Nucléaire: Elargis, les plans d'intervention en cas d'accident sont-ils pour autant efficaces?

NUCLEAIRE Ségolène Royal a annoncé ce mardi l’élargissement des périmètres d’intervention, mais sont-ils vraiment efficaces ?...

Audrey Chauvet
La centrale nucléaire de Saint-Laurent-des-Eaux, dans le Loir-et-Cher.
La centrale nucléaire de Saint-Laurent-des-Eaux, dans le Loir-et-Cher. — AFP PHOTO / GUILLAUME SOUVANT

Savez-vous ce qu’est un PPI ? Sauf si vous habitez tout près d’une centrale nucléaire, il y a peu de chances que vous connaissiez les « plans particuliers d’intervention », ces dispositifs destinés à assurer la protection des populations en cas d’accident nucléaire. Ils fixent notamment les modalités d’information des voisins de la centrale, l’organisation d’une évacuation si nécessaire et la conduite à avoir en cas d’alerte, notamment la prise des comprimés d’iode. Crucial, donc, dans un pays qui compte 58 réacteurs nucléaires répartis sur 19 sites à travers la France.

Des PPI étendus à 80km

Ce mardi, la ministre de l’Ecologie a annoncé que le périmètre dans lequel ces PPI sont applicables serait étendu à 20km autour des centrales au lieu de 10 actuellement. Une « étape décisive » pour l’Association nationale des comités et commissions locales d’information (Anccli), qui a publié début avril un rapport alarmant sur la sûreté nucléaire. « Cet élargissement est significatif car si on prend l’exemple de la centrale du Bugey (Ain), le périmètre va maintenant englober 1 million de personnes contre 68.000 auparavant », chiffre Michel Demet, conseiller du président de l’Anccli.

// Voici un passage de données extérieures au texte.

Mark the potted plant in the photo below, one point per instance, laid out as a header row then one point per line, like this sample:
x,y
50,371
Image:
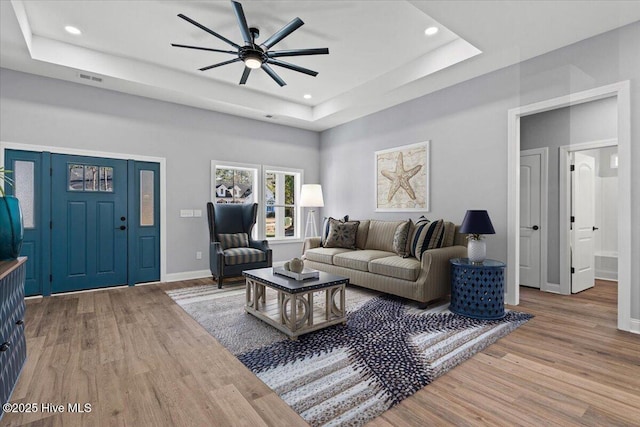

Ségolène Royal n’a pas précisé quand cet élargissement entrerait en vigueur, mais déjà les ONG anti-nucléaire ont jugé que la mesure était dérisoire. « On sait qu’à Fukushima la zone d’évacuation totale était de 20km autour de la centrale mais que la contamination radioactive était aussi importante à 80km », note Roland Desbordes, président de la Commission de recherche et d’information indépendantes sur la radioactivité (Criirad). L’Anccli, qui assure un suivi permanent de l’impact des installations nucléaires sur la population, aimerait voir les PPI étendus à 80km. Les communautés de communes de Bordeaux (centrale du Blayais) et de Cherbourg-Octeville (EPR de Flamanville) ont déjà adopté ce large périmètre.

« On prend la voiture et on reviendra quand ce sera décontaminé »

Ailleurs, seules les populations situées dans les 10km de la centrale ont été informées et invitées à se munir de pastilles d’iode stable pour limiter les effets de l’iode radioactif sur la thyroïde. A Beaugency (Loiret), les 8.000 habitants sont ainsi censés connaître les consignes à suivre en cas d’accident grave à la centrale nucléaire de Saint-Laurent-des-Eaux (Loir-et-Cher) située à quelques kilomètres : « Nous avons bénéficié d’une campagne d’information liée au renouvellement des pastilles d’iode en début d’année, témoigne le directeur de cabinet du maire de Beaugency. A cette occasion, nous avons rediffusé les consignes de base dans les bulletins municipaux et sur le site Internet de la mairie. »

La campagne de renouvellement des pastilles d’iode, à la charge d’EDF, a concerné 400.000 foyers sur 500 communes en France et a été accompagnée de réunions organisées par les pouvoirs publics et les commissions locales d’information. « On a eu une réunion dans la salle des fêtes, à laquelle tout le monde était invité, témoigne Mme Gallier, propriétaire d’un hôtel tout proche de la centrale nucléaire de Saint-Laurent-des-Eaux. C’est la première fois qu’une telle réunion était organisée. Avant il n’y avait que la distribution d’iode. »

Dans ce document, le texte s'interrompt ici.